On 29 August 2014, Tesco plc published a trading update in which it stated that it expected trading profit for the six months ending 23 August 2014 to be in the region of £1.1bn. On 22 September 2014, Tesco plc published a further trading update in which it announced that it had “identified an overstatement of its expected profit for the half year, principally due to the accelerated recognition of commercial income and delayed accrual of costs.” Tesco knew or could reasonably have been expected to know that the information in the 29 August 2014 announcement was false or misleading. In making this finding, the FCA does not suggest that the Tesco plc board knew or could reasonably have been expected to know that the information was false or misleading.

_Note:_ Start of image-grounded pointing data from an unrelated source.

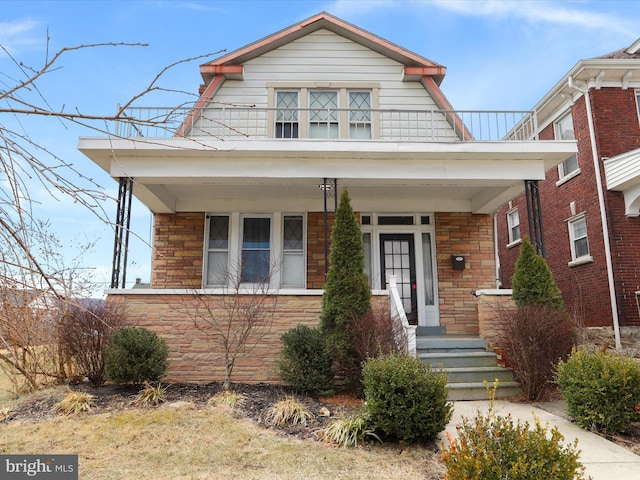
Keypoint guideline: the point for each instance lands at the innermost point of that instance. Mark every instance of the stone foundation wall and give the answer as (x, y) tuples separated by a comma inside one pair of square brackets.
[(195, 357)]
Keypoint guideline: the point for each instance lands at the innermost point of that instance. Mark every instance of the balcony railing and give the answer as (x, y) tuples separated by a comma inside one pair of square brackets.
[(233, 123)]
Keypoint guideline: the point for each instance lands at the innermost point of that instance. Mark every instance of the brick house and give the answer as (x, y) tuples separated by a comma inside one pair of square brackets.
[(591, 202), (248, 176)]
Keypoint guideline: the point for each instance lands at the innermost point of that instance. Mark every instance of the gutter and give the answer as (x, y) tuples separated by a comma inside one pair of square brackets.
[(583, 88)]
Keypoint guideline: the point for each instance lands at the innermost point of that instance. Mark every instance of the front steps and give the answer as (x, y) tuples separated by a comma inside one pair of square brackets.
[(467, 364)]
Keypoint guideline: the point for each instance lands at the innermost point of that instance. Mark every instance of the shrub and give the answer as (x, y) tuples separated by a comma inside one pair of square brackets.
[(346, 292), (288, 412), (534, 339), (83, 334), (532, 281), (305, 363), (350, 430), (492, 447), (602, 390), (136, 355), (404, 399), (150, 395)]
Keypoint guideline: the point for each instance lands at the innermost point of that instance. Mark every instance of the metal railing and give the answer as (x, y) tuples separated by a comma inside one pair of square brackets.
[(234, 122)]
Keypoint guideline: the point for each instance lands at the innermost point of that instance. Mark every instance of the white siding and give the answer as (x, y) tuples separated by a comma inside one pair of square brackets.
[(322, 57)]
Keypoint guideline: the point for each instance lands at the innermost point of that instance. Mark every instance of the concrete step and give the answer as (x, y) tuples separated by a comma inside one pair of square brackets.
[(440, 360), (478, 390)]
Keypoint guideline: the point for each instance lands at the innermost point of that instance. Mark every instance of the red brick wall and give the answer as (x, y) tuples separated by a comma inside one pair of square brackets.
[(617, 127), (585, 288), (471, 236)]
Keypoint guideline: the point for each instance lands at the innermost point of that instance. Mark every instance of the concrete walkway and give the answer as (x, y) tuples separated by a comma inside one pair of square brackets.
[(602, 459)]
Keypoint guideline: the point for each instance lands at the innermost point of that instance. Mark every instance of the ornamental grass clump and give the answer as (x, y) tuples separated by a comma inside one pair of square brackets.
[(405, 399), (288, 412), (350, 430), (74, 403), (493, 447), (602, 390)]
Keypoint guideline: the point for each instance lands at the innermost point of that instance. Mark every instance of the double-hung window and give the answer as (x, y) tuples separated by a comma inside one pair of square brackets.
[(217, 260), (286, 114), (255, 263), (323, 114), (513, 220), (578, 238), (564, 131), (359, 115)]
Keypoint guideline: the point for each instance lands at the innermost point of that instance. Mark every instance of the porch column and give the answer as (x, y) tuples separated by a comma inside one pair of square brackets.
[(534, 215), (121, 241)]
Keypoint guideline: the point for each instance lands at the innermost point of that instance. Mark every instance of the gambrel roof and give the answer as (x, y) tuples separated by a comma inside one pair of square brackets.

As a result of the false or misleading information within the 29 August 2014 announcement, the market price for Tesco shares and bonds was inflated. This continued until Tesco issued a corrective statement on 22 September 2014. Purchasers of shares and bonds between these dates paid a higher price than they would have paid had the false impression not been created.

Under the compensation scheme Tesco will pay an amount to each purchaser of Tesco shares and bonds who makes a claim under the proposed scheme that is equal to the inflated amount for each share or bond. The inflated amount has been established with the assistance of an independent expert engaged by the FCA.

The scheme is open to all purchasers who acquired Tesco shares and bonds after the 29 August 2014 and who still held some or all of them on the last day of trading before the corrective statement was issued on 22 September 2014. These purchasers are described as net purchasers. Those purchasers who sold all of their shares or bonds before the corrective statement was issued on 22 September 2014 will not have suffered any loss as a result of the market abuse and are therefore ineligible to claim under the scheme.

The FCA estimates the total amount of compensation that may be payable under the scheme will be approximately £85 million, plus interest.

The FCA has a database of all reported share transactions during the relevant period which indicates there were about 10,000 retail and institutional eligible investors who between them purchased approximately 320 million shares during the period and who may be eligible for compensation under the scheme.

The FCA considers the outcome is in the public interest because Tesco has accepted responsibility for market abuse and has agreed to remediate the consequences in an appropriate way that tackles directly the loss caused by the market abuse, avoiding the costs and burden on investors of litigation.

The compensation scheme will launch by 31 August 2017 and will be administered on Tesco’s behalf by KPMG. Further information is available now on KPMG’s website at www.kpmg.co.uk/tesco-scheme (link is external). Tesco have also published FAQs about the scheme which are available at www.tescoplc.com (link is external). Full details of the scheme including how to submit a claim will be widely published by KPMG in advance of the launch date.

This scheme comes further to an announcement today by Tesco Stores Limited that it has entered into a deferred prosecution agreement (‘DPA’) with the Serious Fraud Office (‘SFO’) relating to false accounting, pursuant to which it will pay a fine of £128,992,500. As a result, the FCA does not propose to impose a financial penalty on either Tesco Stores Limited or Tesco plc. In light of the conduct of Tesco plc and Tesco Stores Limited in accepting responsibility for market abuse, in agreeing to the first compensation order under section 384 and, in the case of Tesco Stores Limited, for accepting responsibility for false accounting, the FCA will not impose any additional sanction on them for market abuse.

The DPA concerns only the potential criminal liability of Tesco Stores Limited and does not address whether liability of any sort attaches to Tesco plc or any employee or agent of Tesco plc or Tesco Stores Limited.

The FCA acknowledges the significant assistance and cooperation of the SFO in this case.